By David Monti
(c) 2015 Race Results Weekly, all rights reserved
CHICAGO (08-Oct) — Wearing her red and white Athletics West kit, 28 year-old Joan Benoit stepped to the starting line of the Chicago Marathon 30 years ago here this month as the first-ever women’s Olympic Marathon champion. She was simply known as “Joanie,” the plain-spoken New Englander from Cape Elizabeth, Me., whose one-minute and 26-second Olympic victory in Los Angeles the year before captured the imagination of American sports fans and helped launch a still-growing boom in distance running for women.

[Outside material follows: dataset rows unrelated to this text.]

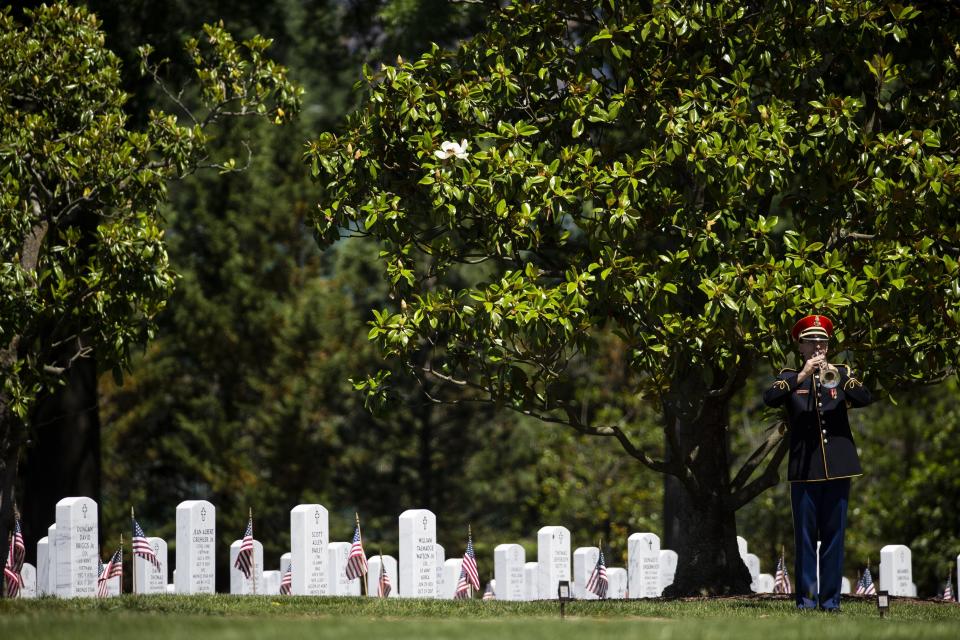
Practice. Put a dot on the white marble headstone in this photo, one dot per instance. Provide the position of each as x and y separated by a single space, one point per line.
742 546
147 577
765 583
43 566
451 575
668 568
373 574
338 552
896 570
196 547
753 566
643 565
584 560
531 581
508 561
441 555
52 560
271 583
553 560
240 585
309 535
29 574
617 583
77 548
418 557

But in that race here in 1985 she perhaps not the favorite for victory. Six months earlier, Norway’s Ingrid Kristiansen had shattered the world marathon record, running 2:21:06 at the London Marathon, the first-ever sub-2:22 marathon by a woman. Kristiansen was on the starting line with Benoit (now Samuelson) as was Portugal’s Rosa Mota, the 1984 Olympic bronze medalist who would go on to win the Olympic title in 1988.
“It really has been one of my most favorite memories in the sport,” said Samuelson speaking to a small group of reporters here today. She continued: “Rosa was the third place finisher in the L.A. Olympics, the inaugural women’s Olympics. And then she want on to win the gold in Seoul. Ingrid at the time had the world’s best time, so it was a big-time field.”

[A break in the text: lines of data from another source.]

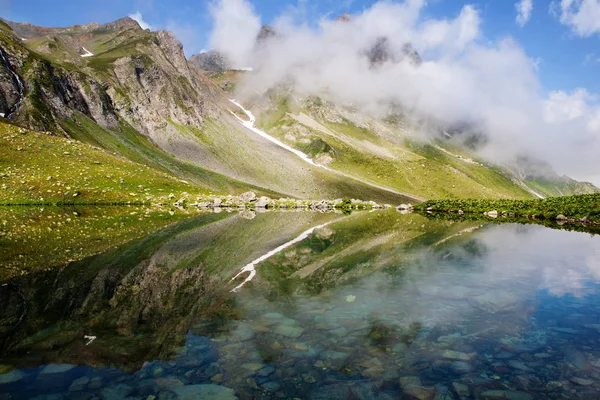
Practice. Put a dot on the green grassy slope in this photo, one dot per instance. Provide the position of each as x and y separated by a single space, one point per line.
585 206
424 169
130 144
34 239
44 169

Steve Jones went out hard in the men’s race, dusting the field by nearly a minute to win in 2:07:13, just one second off of Carlos Lopes’s world record. But the women ran hard, too. Kristiansen and Samuelson –and a few brave amateur men– went out at a sub-2:20 pace. Mota chose to hang back.

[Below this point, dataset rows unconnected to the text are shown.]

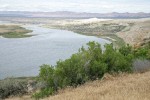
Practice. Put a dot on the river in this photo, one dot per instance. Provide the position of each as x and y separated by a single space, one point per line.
22 56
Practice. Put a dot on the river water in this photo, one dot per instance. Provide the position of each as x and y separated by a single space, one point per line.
23 56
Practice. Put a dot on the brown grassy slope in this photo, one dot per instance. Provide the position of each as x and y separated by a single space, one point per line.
138 34
122 87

“I just remember running head-to-head with Ingrid,” said Samuelson, who now wears her silver hair shoulder-length. “It was a gray day, and I was just hoping she would break at 10 (miles). I said I will try to hold on to her until 13, and she started to fall of the pace a little bit at 10.”
Samuelson took over the lead, but Kristiansen stayed close. She went through the 17 mile (27 km) point on a 2:20:12 pace, which was too hot for Kristiansen.
“I just said, oh my God, you’ve just got to stay strong and go for it,” Samuelson recounted.
Samuelson left Kristiansen, pulling away to run a solo 2:21:21, shattering her own American record of 2:26:12, and even surpassing her American “best” of 2:22:43 set at the 1983 Boston Marathon (that course isn’t eligible for record-setting). Her mark stand up for over 17 years until Deena Kastor broke it in the 2003 London Marathon when she ran 2:21:16.
“To be able to hold on in that race and come up on top was almost as special as the Olympic win,” said Samuelson, who admitted that she had made an error in her preparations and perhaps could have run faster.
“I do have one regret,” she said. “And that was I didn’t look at the race course before I ran. I never look at marathon race courses before I run the actual race, because what I don’t know can’t hurt me. Had I known where the finish line was, because all of a sudden, there was the finish line, and I still had something in the tank.”
On Sunday here, Samuelson hopes to run the race, but a health problem will prevent he from trying to run her goal of running 2:51:21, an extraordinary mark for a 58 year-old.
“I’ve been dealing with a stomach virus, so it will be a game-time decision,” Samuelson said. “My original thought was to run within 30 minutes of my original time 30 years ago, and I was on target to do so. As all marathoners walk or run a fine line, I was on that fine line three weeks ago, and started to fall apart a little bit. We’ll see if I’m well enough to cover the distance. That’s not my style, but it’s the 30th anniversary and it’s a big deal for me. I’ve worked hard.”